800 mg (4.35 mmol) of 5-formyl-4-methyl-1H-indole-2-carbonitrile, 1.83 g (5.22 mmol) of N-(piperidin-4-yl)-6-(2,2,2-trifluoroethyl)thieno[2,3-d]pyrimidin-4-amine hydrochloride, and 1.2 mL (8.7 mmol) of triethylamine were mixed in 43 mL of dry dichloromethane. 1.84 g (8.7 mmol) of sodium triacetoxyborohydride was added to it in one portion. After stirring overnight TLC showed no presence of starting material. The reaction mixture was transferred to a separatory funnel and washed with 50 mL of 1 M NaOH. Organic phase was evaporated with silica gel and the product was purified by column chromatography (silica gel, DCM/MeOH/NH₃(aq) 40:1:0.1 to 15:1:0.1). Evaporation of solvent gave 2.08 g of oily product, which was dissolved in 5 mL of diethyl ether and crystallized upon standing. The product was filtered off, washed with additional 10 mL of ether, and thoroughly dried to afford 1.95 g of product, 93% yield. The compound was converted to hydrochloride salt by dissolving in 5 mL of MeOH followed by addition of 4.4 mL of 1 M HCl in water (4.4 mmol) and drying to afford 14. ¹H NMR CD₃OD (600 MHz): δ 8.35 (s, 1H), 7.53 (br s, 1H), 7.48 (d, J = 8.4 Hz, 1H), 7.41 (d, J = 8.4 Hz, 1H), 7.40 (m, 2H), 4.51 (s, 2H), 4.46 (m, 1H), 3.86 (q, J = 10.5 Hz, 2H), 3.60 (m, 2H), 3.33 (m, 2H), 2.70 (s, 3H), 2.33 (m, 2H), 1.95 (m, 2H). ¹³C NMR CD₃OD (150 MHz): δ 167.1, 157.7, 154.9, 138.9, 134.5, 130.4, 130.0, 128.9, 126.6 (q, J = 275 Hz), 121.7, 118.2, 114.9, 113.6, 111.7, 108.4, 59.1, 52.9, 49.6, 47.2, 35.7 (q, J = 32 Hz), 30.1, 15.9. HRMS (ESI): [M + H⁺] calculated 485.1730; found 485.1733.

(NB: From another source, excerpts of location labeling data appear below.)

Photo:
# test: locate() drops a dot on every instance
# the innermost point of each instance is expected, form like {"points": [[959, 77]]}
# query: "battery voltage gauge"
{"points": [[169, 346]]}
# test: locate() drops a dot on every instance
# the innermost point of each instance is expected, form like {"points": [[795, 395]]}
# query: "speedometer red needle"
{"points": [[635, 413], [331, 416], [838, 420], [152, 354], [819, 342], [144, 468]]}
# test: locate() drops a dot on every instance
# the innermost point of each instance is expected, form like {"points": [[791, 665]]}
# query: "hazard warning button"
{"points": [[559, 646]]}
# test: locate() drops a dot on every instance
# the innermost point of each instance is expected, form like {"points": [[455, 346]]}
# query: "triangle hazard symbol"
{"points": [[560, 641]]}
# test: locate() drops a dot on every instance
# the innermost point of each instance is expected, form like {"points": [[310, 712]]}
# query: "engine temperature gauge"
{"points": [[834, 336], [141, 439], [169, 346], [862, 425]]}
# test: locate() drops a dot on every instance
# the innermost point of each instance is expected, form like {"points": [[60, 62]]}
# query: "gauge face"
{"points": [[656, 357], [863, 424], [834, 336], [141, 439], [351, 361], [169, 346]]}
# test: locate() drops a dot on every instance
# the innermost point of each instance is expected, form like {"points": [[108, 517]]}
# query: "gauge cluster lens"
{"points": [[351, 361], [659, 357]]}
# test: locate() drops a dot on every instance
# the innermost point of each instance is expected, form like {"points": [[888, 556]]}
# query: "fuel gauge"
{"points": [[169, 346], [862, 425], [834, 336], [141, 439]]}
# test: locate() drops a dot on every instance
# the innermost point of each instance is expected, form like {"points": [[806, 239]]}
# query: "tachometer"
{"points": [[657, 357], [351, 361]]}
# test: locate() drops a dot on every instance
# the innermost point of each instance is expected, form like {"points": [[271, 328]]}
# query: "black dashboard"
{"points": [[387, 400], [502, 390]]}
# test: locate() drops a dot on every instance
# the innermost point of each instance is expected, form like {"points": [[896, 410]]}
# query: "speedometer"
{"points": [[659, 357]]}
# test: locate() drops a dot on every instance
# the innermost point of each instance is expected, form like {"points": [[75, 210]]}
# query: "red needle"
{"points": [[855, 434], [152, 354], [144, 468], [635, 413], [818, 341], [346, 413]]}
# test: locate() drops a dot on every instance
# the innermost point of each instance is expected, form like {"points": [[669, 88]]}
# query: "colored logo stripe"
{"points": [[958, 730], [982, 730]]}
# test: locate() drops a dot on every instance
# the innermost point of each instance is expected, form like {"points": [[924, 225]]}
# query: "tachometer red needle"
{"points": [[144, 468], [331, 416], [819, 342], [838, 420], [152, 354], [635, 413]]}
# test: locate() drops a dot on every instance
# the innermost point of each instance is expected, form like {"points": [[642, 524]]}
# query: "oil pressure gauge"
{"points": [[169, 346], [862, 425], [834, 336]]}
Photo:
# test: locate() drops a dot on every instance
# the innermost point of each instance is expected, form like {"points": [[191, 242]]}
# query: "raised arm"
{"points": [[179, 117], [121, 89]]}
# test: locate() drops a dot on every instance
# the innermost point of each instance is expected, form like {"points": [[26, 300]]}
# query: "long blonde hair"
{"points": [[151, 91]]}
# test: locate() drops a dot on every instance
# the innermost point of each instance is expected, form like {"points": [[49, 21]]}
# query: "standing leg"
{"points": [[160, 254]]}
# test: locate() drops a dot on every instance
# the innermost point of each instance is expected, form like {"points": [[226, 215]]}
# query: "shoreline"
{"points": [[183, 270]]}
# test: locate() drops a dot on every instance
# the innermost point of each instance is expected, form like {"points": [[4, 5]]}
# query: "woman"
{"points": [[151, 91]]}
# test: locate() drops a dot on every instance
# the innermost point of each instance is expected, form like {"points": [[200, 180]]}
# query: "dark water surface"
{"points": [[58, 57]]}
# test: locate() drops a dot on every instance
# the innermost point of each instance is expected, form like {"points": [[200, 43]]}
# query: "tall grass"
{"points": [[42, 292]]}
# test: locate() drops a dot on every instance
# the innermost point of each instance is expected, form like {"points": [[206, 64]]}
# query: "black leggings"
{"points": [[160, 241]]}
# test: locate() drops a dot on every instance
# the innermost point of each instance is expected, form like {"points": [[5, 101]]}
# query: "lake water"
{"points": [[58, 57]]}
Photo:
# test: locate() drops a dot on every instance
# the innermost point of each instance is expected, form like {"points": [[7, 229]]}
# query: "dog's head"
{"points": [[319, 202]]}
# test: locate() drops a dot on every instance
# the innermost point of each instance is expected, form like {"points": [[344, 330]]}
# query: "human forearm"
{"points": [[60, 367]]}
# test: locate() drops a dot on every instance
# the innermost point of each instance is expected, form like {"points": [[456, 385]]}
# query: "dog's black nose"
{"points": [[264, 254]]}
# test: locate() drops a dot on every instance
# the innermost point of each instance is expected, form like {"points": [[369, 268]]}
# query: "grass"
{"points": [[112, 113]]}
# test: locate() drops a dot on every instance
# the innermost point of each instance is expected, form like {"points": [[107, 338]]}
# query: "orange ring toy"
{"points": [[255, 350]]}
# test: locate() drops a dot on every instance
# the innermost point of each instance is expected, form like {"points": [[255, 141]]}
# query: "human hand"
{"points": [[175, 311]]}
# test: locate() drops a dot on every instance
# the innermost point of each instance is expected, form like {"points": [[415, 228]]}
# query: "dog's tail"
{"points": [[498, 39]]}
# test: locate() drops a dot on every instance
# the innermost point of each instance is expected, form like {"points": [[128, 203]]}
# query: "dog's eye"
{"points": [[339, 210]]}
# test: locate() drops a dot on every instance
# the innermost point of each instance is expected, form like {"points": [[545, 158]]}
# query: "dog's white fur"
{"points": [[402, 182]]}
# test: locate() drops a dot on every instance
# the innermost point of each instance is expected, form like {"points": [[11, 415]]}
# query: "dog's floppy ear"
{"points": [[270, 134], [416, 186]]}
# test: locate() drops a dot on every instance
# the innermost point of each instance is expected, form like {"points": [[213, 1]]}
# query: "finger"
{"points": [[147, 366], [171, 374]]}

3-Methyl-5-((4-((6-(2,2,2-trifluoroethyl)thieno[2,3-d]-pyrimidin-4-yl)amino)piperidin-1-yl)methyl)-1H-indole-2-carbonitrile (13)

Similar procedure was used as for 14 but starting with 29 mg (0.16 mmol) of 60d. Isolated 21 mg, 28% yield. ¹H NMR CD₃OD (600 MHz): δ 8.36 (s, 1H), 7.89 (s, 1H), 7.55 (s, 1H), 7.52 (m, 2H), 4.47 (s, 2H), 4.45 (m, 1H), 3.86 (q, J = 10.5 Hz, 2H), 3.61 (m, 2H), 3.24 (m, 2H), 2.51 (s, 3H), 2.35 (m, 2H), 1.98 (m, 2H). ¹³C NMR CD₃OD (150 MHz): δ 164.8, 156.1, 153.0, 137.7, 128.7, 127.8, 126.5, 125.0 (q, J = 275 Hz), 123.7, 123.5, 120.7, 120.3, 116.7, 113.0, 112.4, 106.0, 60.7, 51.2, 45.7, 35.4 (q, J = 32 Hz), 28.5, 7.9. HRMS (ESI): [M + H⁺] calculated 485.1730; found 485.1724.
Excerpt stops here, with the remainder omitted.